En effet les impérialismes de second ordre – France, Grande-Bretagne, Allemagne aussi, avec des réticences, car leurs intérêts respectifs ne coïncident pas forcément avec ceux de l’impérialisme américain – se mettent à la remorque de ce dernier, ainsi que le Japon, le Canada, etc. Ce n’est pas encore la mobilisation générale de la population de ces pays, mais leurs États commencent à se mobiliser contre la Russie. À Lavrov évoquant le risque d’une guerre mondiale, la réponse implicite des dirigeants impérialistes est : Vous parlez de troisième guerre mondiale, c’est votre droit, mais sachez que cela ne nous intimide pas, et nous le prouvons en accroissant nos fournitures d’armes.
Ce qui a changé, entre le début de la guerre en Ukraine, fin février, et aujourd’hui, fin avril, c’est simplement le constat d’un changement de rapport entre les forces en présence avec, d’un côté, les puissances impérialistes qui arment de plus en plus l’Ukraine et, d’autre part, l’affaiblissement incontestable de l’armée du Kremlin, engluée dans une guerre qui ne dit pas son nom et que les soldats russes, pour une bonne part, mènent contre leur volonté.
Les dirigeants américains ont-ils cru que l’armée russe ne ferait qu’une bouchée de l’Ukraine ? En tout cas, au début, ils ne voyaient pas l’intérêt de s’y impliquer outre mesure. Mais cela ne changeait rien au fait qu’ils sont en permanence en train d’essayer d’affaiblir la Russie, de l’entourer de missiles et de troupes de l’OTAN.

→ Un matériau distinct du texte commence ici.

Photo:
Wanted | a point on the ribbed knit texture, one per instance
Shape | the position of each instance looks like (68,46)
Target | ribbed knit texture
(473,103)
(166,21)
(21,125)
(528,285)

La Russie, avec son régime que domine une caste étatique parasitaire, la bureaucratie dont Poutine est le représentant en chef, reste, malgré ses milliardaires, un État à part pour l’impérialisme. C’est un régime qui a, héritage d’un très lointain passé révolutionnaire, sinon les moyens de ses ambitions, du moins des velléités de ne pas plier inconditionnellement devant les puissances capitalistes. Ce qui oppose l’impérialisme à la Russie, en définitive, c’est la volonté du premier d’affirmer son hégémonie sur le monde entier, Russie comprise. Certes, la crise de l’économie mondiale ne l’accule pas aujourd’hui à se lancer dans une fuite en avant guerrière, même dans le cadre de sa volonté d’hégémonie, mais, comme on dit, toutes les occasions sont bonnes à prendre. Et, si l’affaiblissement de l’armée de Poutine et de son régime leur ouvre une opportunité, les dirigeants de l’impérialisme n’hésiteront pas à la saisir. Quitte, surtout si la crise du système capitaliste venait à s’emballer, à prendre le risque évoqué par Lavrov : celui de plonger le monde et ses peuples dans une troisième guerre mondiale.
Certes, il n’y a encore rien d’inéluctable à cela. Mais ce à quoi l’on assiste en Ukraine, c’est au franchissement d’un pas supplémentaire dans cette direction. Et cela doit être un signal d’alarme pour tous les peuples.